Kendisini Meclis'in üstünde konumlandırdı. 'Demokrasilerde parlamentonun üzerinde güç yoktur' kuralı Türkiye'de geçerli değil artık. Aslında bu, bir
sistem sorununa işaret ediyor. Parlamenter rejim çok ağır
darbe aldı.
Bunu söyleyen anayasa hukukçuları ve
siyasetçiler değil sadece... Bizzat
Anayasa Mahkemesi'nin Başkanı
Haşim Kılıç, iptal gerekçesini sistem ve rejim açısından sakıncalı gördüğünü yazdı. Yine Mahkeme Üyesi
Sacit Adalı karşı görüşüyle karara ciddi itirazlar getirdi. Mahkeme'nin kararlarına içeriden de muhalefet var. Üyeler arasında uzlaşma ve mutabakat yok.

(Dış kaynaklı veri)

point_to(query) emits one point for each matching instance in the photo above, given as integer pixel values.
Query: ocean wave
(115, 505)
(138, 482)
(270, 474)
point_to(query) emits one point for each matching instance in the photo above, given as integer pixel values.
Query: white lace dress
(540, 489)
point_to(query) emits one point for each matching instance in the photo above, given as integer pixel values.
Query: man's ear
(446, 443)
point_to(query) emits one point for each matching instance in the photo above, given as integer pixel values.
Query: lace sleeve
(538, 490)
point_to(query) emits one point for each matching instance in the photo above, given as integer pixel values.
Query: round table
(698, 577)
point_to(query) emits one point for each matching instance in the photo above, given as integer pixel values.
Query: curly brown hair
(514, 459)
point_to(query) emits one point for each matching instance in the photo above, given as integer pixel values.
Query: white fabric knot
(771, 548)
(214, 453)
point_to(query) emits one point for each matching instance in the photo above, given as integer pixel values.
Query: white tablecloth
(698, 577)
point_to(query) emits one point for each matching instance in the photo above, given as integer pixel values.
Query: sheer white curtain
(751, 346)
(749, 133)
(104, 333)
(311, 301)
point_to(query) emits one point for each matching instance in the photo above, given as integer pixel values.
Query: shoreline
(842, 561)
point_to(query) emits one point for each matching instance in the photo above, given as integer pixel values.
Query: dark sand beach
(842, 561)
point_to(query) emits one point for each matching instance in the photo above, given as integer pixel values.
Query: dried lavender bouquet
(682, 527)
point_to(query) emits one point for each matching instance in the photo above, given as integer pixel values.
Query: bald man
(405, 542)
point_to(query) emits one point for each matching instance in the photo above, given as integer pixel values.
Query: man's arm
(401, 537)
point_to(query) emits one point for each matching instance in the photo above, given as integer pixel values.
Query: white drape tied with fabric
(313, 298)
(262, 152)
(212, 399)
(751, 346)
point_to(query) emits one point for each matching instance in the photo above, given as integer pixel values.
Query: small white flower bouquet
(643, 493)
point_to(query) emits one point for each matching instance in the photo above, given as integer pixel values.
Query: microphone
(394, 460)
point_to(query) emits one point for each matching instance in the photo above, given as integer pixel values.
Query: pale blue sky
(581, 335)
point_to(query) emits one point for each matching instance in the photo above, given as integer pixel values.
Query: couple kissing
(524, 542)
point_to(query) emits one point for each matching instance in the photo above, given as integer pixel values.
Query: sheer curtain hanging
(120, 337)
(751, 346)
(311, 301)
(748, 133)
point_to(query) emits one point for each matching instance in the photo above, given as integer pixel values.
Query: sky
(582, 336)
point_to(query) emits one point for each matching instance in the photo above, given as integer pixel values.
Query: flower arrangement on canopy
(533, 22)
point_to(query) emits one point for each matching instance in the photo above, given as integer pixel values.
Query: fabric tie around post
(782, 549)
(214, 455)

Bugünlerde milli iradeyi kimin temsil ettiği sorusu moda. Bu soruya herkes kendine göre cevaplar veriyor. Tek bir kişiye indirgeyen de var. Milli iradeyi kimin temsil etmediğini artık biliyoruz; 550 sandalyeli Meclis'te 411 milletvekilinin olmadığı ortada. O kadar milletvekilinin kabul oylarının bir hükmü yok çünkü. 9
mahkeme üyesinin kararı 411 milletvekilinin üzerinde. Şüphesiz
demokrasilerde rakam her şeye kadir değildir. Ancak rakamlar hiç bu kadar da anlamını yitirmemişti. Türk demokrasisinde 9 üye 411 milletvekiline ağır bastı.
Belli çevreler yargının siyasallaştığını sıkça dile getiriyor. 367 ile başlayan, başörtüsü ve
AK Parti kapatma davası ile devam eden Anayasa Mahkemesi'nin kararları kadar siyaset içeren başka kararlar hatırlamıyorum ben. Herhalde bundan öte siyasallaşma olamaz. Karar ve gerekçeler iptal başvurusu yapan
CHP'nin öne sürdüğü hususların biraz daha genişletilmiş hali sanki. Bu gerekçeler Anayasa Mahkemesi'nin kararlarını izah etmiyor. Hukuk zeminine oturtmuyor.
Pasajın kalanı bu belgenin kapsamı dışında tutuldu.